まだ箸を正しい作法で持つ知識すらなかったタルタリヤは、使い慣れたナイフとフォークで黒背スズキの激辛唐辛子煮込みを食べていた。ひと口食べるたびに、ほんの一瞬だけ目元が緩んだあと、すぐに唇が引き結ばれて、額に汗が滲み出す。璃月を初めて訪れた旅行客はみな、唐辛子料理に挑戦するとそういう顔をするのだが、冬国の執行官もただの人の子なのだなと微笑ましく思った瞬間だった。
「おっと、顔に出てしまっていたなんて失態だ。唐辛子の風味は嫌いじゃないけど舌がピリピリして、しかもそれがあとを引くものだからなかなかね」
その感想もよく耳にするものだ。ただ、そこで辛味自体が苦手になってしまう人間も多い中で、タルタリヤはそうではないようだった。
あのときも今と同じように、太く硬い骨や背びれなどの食べられない箇所を除き、彼はきれいに料理を食べ切った。カトラリーの作法が璃月料理にそぐわないのはさておき、タルタリヤのそういうところを気に入ったのは確かだ。
どの国にも、組織にも、相応の立場にいながら無作法な振る舞いをするものは一定数いる。けれどタルタリヤは存外礼儀をわきまえる、実直な男だった。
「けど、鍾離先生が連れて行ってくれた店の料理が美味くて、そこで唐辛子の効いた料理の旨味みたいなものがわかったんだ。
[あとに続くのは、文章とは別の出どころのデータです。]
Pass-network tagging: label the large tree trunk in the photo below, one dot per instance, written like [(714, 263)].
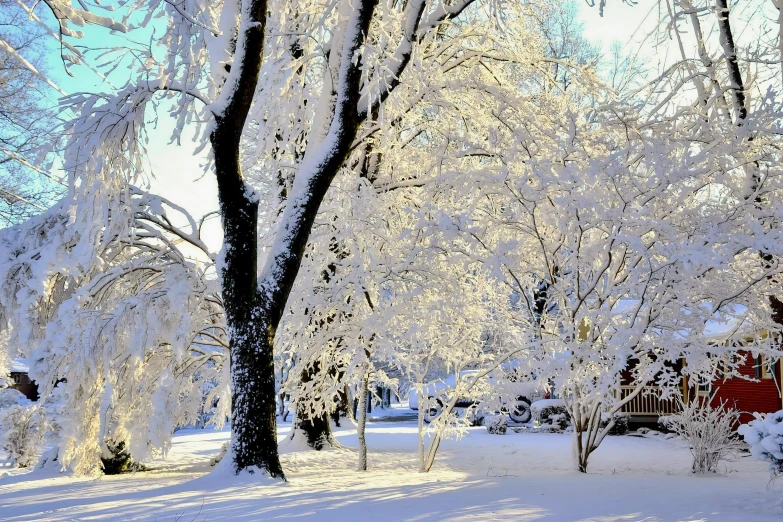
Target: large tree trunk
[(362, 421), (254, 422), (255, 308)]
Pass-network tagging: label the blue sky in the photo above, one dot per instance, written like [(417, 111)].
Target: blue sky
[(176, 171)]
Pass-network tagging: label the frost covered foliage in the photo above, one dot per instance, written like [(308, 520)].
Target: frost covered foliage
[(497, 424), (127, 335), (554, 418), (23, 428), (708, 429), (764, 435)]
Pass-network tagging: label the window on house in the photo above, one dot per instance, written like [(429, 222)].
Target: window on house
[(761, 366)]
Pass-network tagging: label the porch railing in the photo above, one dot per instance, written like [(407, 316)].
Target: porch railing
[(648, 402)]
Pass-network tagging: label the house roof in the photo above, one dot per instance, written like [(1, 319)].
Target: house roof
[(19, 366)]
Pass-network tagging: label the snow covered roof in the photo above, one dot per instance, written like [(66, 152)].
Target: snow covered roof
[(19, 366)]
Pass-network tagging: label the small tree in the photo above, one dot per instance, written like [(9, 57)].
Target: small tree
[(22, 433), (765, 437), (709, 431)]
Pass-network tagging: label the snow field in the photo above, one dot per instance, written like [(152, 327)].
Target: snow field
[(515, 477)]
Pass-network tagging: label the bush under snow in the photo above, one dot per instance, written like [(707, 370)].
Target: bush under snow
[(765, 437), (496, 424), (708, 430), (22, 428)]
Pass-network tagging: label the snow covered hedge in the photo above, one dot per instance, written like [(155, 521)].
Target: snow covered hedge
[(765, 437), (23, 428), (551, 414), (708, 430), (497, 424)]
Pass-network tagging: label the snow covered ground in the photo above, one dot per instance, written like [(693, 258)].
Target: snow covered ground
[(515, 477)]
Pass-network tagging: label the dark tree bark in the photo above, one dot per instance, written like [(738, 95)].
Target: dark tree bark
[(253, 310)]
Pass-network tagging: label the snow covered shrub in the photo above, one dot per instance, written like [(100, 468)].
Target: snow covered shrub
[(497, 424), (22, 432), (709, 432), (552, 417), (620, 426), (118, 460), (475, 417), (765, 437)]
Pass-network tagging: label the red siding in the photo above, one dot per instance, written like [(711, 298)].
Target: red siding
[(762, 396)]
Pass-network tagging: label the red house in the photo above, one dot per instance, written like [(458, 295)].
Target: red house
[(761, 394)]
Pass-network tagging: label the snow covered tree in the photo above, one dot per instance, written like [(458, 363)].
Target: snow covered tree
[(27, 119), (240, 67)]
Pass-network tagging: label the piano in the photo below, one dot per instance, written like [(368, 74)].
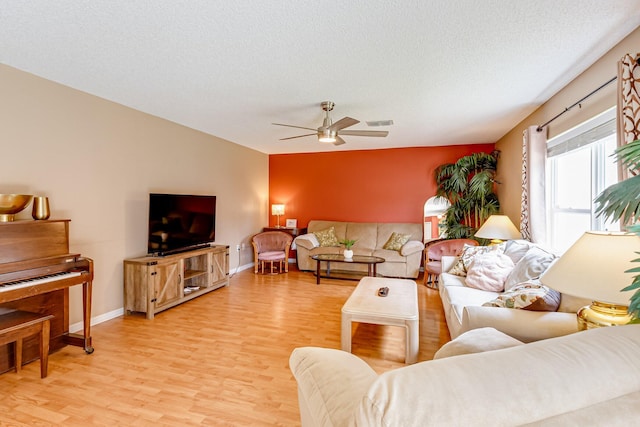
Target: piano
[(36, 272)]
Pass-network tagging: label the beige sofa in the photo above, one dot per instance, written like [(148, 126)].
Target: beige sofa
[(370, 240), (464, 309), (587, 378)]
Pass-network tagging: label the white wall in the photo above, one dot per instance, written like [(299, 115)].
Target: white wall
[(97, 161)]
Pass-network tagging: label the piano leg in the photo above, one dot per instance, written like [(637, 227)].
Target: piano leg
[(84, 340)]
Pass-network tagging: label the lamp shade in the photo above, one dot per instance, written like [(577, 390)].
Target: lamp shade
[(594, 267), (436, 206), (498, 227), (277, 209)]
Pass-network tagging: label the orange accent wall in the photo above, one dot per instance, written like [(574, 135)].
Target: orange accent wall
[(389, 185)]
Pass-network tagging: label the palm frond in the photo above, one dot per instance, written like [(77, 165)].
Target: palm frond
[(621, 200)]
今じゃ璃月に来たらこの辛い料理を食べないと落ち着かないくらいだよ」
緩んだままの唇から流れていくことばが、鍾離の胸の奥に温かく染み込んでいく。異国の人間に、愛する国の食を楽しんでもらえて嬉しく思わない人間はいない。
「
……
そうか。それはよかった」
あの時招かれた店も悪い場所ではなかったが、異国の人間が初めて口にするにはすこし刺激の強い料理が多かった。唐辛子の扱いをより心得ている料理人を鍾離は何人も知っている。なので後日、タルタリヤを別の店に連れて行ったのだ。
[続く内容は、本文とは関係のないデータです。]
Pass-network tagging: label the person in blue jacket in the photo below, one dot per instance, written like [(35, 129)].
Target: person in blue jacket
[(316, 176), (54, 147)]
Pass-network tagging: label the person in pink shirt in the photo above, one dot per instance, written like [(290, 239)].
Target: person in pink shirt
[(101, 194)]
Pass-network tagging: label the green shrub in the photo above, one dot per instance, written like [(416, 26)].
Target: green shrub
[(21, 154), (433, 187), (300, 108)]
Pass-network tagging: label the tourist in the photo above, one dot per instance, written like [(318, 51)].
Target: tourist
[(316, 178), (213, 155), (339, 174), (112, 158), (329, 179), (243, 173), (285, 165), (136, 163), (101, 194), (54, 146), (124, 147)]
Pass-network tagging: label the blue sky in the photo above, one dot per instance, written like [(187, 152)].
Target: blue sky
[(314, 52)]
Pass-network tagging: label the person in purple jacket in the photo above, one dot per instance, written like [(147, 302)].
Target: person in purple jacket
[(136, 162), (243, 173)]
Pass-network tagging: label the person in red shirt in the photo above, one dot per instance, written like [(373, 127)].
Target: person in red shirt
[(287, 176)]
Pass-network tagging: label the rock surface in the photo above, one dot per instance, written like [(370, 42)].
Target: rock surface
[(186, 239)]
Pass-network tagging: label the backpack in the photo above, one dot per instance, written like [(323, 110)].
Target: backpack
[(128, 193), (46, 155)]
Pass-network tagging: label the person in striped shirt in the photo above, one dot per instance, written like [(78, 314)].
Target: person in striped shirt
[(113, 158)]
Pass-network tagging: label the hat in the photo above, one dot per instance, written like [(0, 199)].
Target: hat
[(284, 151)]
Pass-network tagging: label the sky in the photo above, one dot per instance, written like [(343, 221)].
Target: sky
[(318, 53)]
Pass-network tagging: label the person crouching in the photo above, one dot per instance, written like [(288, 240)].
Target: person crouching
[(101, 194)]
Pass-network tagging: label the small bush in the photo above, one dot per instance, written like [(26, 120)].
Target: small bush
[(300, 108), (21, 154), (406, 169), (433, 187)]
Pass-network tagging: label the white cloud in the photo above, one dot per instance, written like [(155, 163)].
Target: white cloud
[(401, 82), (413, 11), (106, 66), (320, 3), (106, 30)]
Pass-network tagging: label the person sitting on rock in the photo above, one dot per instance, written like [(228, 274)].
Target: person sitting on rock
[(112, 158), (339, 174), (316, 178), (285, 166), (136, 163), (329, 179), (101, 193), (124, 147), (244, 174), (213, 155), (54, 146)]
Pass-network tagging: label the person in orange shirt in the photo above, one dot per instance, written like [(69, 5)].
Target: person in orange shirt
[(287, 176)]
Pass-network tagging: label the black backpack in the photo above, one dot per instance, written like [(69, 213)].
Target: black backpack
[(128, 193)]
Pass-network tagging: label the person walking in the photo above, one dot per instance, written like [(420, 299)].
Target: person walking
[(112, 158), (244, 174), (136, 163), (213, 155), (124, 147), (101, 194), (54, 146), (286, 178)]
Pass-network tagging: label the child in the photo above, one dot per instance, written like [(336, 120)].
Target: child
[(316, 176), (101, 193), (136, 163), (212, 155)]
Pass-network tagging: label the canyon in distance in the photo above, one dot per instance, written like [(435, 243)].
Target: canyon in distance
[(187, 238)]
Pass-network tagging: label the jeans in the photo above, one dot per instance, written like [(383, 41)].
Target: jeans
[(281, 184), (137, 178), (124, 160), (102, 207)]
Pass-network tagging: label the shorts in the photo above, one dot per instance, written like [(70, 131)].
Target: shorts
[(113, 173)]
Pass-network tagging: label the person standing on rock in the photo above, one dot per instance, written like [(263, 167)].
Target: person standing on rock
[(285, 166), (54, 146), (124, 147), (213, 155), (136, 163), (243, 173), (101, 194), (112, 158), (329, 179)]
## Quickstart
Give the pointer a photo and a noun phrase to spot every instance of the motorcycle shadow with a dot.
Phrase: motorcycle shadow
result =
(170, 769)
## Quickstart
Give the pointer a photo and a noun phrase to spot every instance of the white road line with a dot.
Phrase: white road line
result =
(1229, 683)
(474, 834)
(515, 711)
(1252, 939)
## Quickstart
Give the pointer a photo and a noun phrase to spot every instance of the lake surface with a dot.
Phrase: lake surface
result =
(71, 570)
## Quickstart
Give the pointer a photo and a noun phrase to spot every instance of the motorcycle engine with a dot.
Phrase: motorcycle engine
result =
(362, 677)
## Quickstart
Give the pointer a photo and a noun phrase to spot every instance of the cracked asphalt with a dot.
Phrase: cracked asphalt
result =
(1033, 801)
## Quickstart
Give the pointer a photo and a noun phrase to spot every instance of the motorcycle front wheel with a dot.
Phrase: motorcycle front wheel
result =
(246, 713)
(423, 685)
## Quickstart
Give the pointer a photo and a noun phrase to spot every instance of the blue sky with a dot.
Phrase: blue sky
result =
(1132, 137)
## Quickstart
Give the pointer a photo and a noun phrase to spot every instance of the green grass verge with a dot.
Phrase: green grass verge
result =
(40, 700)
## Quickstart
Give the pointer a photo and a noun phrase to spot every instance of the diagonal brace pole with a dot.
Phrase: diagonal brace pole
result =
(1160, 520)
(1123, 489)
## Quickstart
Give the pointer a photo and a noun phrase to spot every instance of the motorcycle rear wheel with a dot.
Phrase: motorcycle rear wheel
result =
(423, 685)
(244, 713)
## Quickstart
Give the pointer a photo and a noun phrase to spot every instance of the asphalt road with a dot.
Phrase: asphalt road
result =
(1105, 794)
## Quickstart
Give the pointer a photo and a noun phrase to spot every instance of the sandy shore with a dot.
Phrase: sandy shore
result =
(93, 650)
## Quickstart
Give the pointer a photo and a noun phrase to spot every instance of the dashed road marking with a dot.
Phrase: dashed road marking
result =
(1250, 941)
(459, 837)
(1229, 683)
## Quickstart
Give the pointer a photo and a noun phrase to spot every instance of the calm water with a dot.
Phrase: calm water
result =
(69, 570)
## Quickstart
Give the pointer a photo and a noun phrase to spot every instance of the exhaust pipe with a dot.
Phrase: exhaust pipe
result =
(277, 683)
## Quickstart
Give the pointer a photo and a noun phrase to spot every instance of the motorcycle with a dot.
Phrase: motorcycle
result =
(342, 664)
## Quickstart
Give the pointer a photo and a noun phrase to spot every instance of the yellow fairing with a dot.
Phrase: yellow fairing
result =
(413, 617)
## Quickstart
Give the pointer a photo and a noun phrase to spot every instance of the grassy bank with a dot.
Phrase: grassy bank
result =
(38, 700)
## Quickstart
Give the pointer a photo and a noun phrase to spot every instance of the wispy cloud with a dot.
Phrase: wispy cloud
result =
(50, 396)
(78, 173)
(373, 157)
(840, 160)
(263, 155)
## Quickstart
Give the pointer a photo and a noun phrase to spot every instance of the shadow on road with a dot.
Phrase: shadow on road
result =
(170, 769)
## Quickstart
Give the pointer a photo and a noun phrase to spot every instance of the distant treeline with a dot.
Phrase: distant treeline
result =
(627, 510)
そのときには箸の作法を知り、上達するためにと二本の棒切れを握って悪戦苦闘していた姿も、料理をひと口食べた瞬間にぱっと華やいだ顔も、昨日のことのように思い出せる。あのとき鍾離が何を思って、タルタリヤを別の店での食事に誘ったのかだって。対価を求めたわけではない一方的な願いだけど、忘れることなく覚えている。
「こちら、お下げしてもよろしいですか?」
「ああ。美味しかったよ、ごちそうさま」
ちょうど夜のかきいれ時を迎えて、店の中は他の客で賑わい出していた。それでも忙しさにかまけて礼儀を欠くような真似はせず、丁寧に皿を下げに来た店員とタルタリヤのやり取りを見て、鍾離は口元を緩ませる。
忘れることなく覚えているものは、星の数ほどある。日々増えていく記憶は古いものから埋没していき、当たり前の取るに足らないなにかになっていく。
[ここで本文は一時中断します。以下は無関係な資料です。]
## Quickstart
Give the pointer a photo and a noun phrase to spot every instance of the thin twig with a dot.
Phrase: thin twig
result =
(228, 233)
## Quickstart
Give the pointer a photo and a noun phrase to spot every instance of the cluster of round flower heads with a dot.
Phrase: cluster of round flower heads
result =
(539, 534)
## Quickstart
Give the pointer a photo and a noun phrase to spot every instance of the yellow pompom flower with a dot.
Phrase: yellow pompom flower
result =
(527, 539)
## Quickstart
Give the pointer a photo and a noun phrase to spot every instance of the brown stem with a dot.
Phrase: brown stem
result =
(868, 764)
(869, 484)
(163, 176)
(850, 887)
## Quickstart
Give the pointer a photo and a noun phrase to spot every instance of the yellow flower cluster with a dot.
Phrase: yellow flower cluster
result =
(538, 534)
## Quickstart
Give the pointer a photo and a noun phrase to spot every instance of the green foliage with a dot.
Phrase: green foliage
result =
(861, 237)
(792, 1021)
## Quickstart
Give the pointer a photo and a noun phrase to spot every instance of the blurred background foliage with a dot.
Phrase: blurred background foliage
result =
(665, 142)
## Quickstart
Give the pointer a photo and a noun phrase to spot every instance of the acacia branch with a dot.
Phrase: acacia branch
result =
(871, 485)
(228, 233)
決してそれを悪いことだとは思っていない。けれど今、そのうちのひとつが輪郭を帯びて、鮮やかな熱を持った。報われるとは、きっとこういうことを指すのだろう。
「公子殿」
「なんだい?
……
やけに嬉しそうじゃないか」
「うん? そうだな。ところで今回は長く璃月にいるのか?」
「その予定だけど」
「なら、連れて行ってやりたい店がある。遺瓏埠にある小さな料理屋で、璃月の特産品を使った創作料理が美味いんだ。次はいつ空いているだろうか」
浮き彫りになった熱を絶やしたくないと目覚めた思いが、過去を未来までつなげようとする。
鍾離の誘いに、タルタリヤは微笑んだ。
微笑んで、次の休みの日とともに、小指を絡める意味の尊さを教えてくれた。